Isabelle Huppert, Viggo Mortensen to attend Cannes Week in Buenos Aires

Isabelle Huppert, Viggo Mortensen to attend Cannes Week in Buenos Aires

PanARMENIAN.Net - The presence of Isabelle Huppert and Viggo Mortensen figure among the highlights of the 3rd Cannes Festival Film Week which runs Nov. 28-Dec. 4 in Buenos Aires, Variety reports.

Programmed and presented with verve by Cannes topper Thierry Fremaux, the event forms part of the 8th Ventana Sur, Latin America’s biggest film mart-meet, organized by Argentina’s INCAA Film Institute and Cannes Film Festival and Market.

Six standout titles from the 2016 Cannes’ Official Selection that have not been released in Argentina will screen at Espacio INCAA Cine Gaumont, an 800-seat movie theater in downtown Buenos Aires. Screenings are often packed.

The 3rd Week kicks-off Nov. 28 with Ken Loach’s Palme d’Or winner, social-realist drama “I, Daniel Blake.”

Isabelle Huppert, the star of Paul Verhoeven’s psychological thriller “Elle,” France’s foreign language Oscar entry, will present Nov. 30 the Argentine premiere of the film. She will also deliver a masterclass alongside Thierry Fremaux on Thursday Dec. 1.

Viggo Mortensen, the driving force behind Matt Ross’ family drama “Captain Fantastic,” a best director winner at Cannes’ Un Certain Regard this year, will present the movie Nov. 29 and then take part in an audience Q & A.

Further screenings at this year’s Cannes Festival Film Week in Buenos Aires include: On Dec. 3, Maren Ade’s multi-laurelled dramedy “Toni Erdmann,” a Sony Pictures Classics pickup for North America and Latin America. A breakout Cannes competition hit and Germany’s Oscar candidate, “Erdmann” won the 2016 Intl. Federation of Film Critics (Fipresci) Grand Prix.

Xavier Dolan’s “It’s Only the End of the World,” which earned the Grand Jury Prize at Cannes, screens Dec. 2; Yeon Sang-Ho’s Korean zombie blockbuster “Train to Busan” (Dec. 1) also screens at the Week.

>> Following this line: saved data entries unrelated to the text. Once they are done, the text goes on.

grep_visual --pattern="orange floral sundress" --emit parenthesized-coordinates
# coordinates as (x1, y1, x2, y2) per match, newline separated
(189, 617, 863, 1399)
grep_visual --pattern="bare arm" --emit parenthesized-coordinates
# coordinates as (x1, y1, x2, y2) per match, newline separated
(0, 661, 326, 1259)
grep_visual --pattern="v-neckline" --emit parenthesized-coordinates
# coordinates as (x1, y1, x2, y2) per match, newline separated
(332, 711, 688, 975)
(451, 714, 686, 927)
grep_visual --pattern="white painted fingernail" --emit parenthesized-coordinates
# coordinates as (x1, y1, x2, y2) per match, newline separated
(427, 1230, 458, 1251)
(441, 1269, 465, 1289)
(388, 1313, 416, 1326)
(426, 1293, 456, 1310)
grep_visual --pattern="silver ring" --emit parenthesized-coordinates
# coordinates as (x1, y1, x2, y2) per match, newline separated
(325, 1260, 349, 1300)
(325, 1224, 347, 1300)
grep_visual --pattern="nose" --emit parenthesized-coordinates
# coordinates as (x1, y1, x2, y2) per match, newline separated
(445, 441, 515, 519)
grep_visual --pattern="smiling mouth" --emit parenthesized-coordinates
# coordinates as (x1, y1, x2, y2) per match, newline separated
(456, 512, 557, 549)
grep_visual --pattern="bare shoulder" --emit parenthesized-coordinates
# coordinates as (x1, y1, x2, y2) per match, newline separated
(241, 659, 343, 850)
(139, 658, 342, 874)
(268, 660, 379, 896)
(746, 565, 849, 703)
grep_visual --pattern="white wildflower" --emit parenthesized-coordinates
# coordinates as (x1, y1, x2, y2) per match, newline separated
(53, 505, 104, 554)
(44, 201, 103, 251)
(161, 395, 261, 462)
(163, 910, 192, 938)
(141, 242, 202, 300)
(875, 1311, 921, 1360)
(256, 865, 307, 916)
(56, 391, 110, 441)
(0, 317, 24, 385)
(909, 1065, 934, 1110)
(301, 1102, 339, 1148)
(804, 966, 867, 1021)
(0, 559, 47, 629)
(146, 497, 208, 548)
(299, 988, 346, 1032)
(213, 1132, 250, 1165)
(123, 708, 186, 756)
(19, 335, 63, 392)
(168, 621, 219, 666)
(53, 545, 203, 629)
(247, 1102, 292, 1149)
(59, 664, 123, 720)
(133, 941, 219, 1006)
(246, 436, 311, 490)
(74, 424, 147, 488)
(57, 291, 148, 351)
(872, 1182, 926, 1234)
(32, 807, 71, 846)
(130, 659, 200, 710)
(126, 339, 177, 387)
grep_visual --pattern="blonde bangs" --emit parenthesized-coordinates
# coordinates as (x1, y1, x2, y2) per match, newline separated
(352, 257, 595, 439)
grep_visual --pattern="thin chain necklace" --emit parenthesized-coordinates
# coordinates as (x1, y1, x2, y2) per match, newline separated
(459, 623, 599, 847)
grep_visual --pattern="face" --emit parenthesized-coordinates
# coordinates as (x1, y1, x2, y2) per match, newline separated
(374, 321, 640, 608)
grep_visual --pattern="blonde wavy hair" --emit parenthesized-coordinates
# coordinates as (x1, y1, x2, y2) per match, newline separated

The Cannes Week in Buenos Aires builds on the European Film Week Thierry Fremaux launched in 2009, parallel to the inaugural Ventana Sur. The event changed its moniker to Cannes Festival Film Week in 2014, when the European discontinued its support broadened its scope to take in films from around the globe.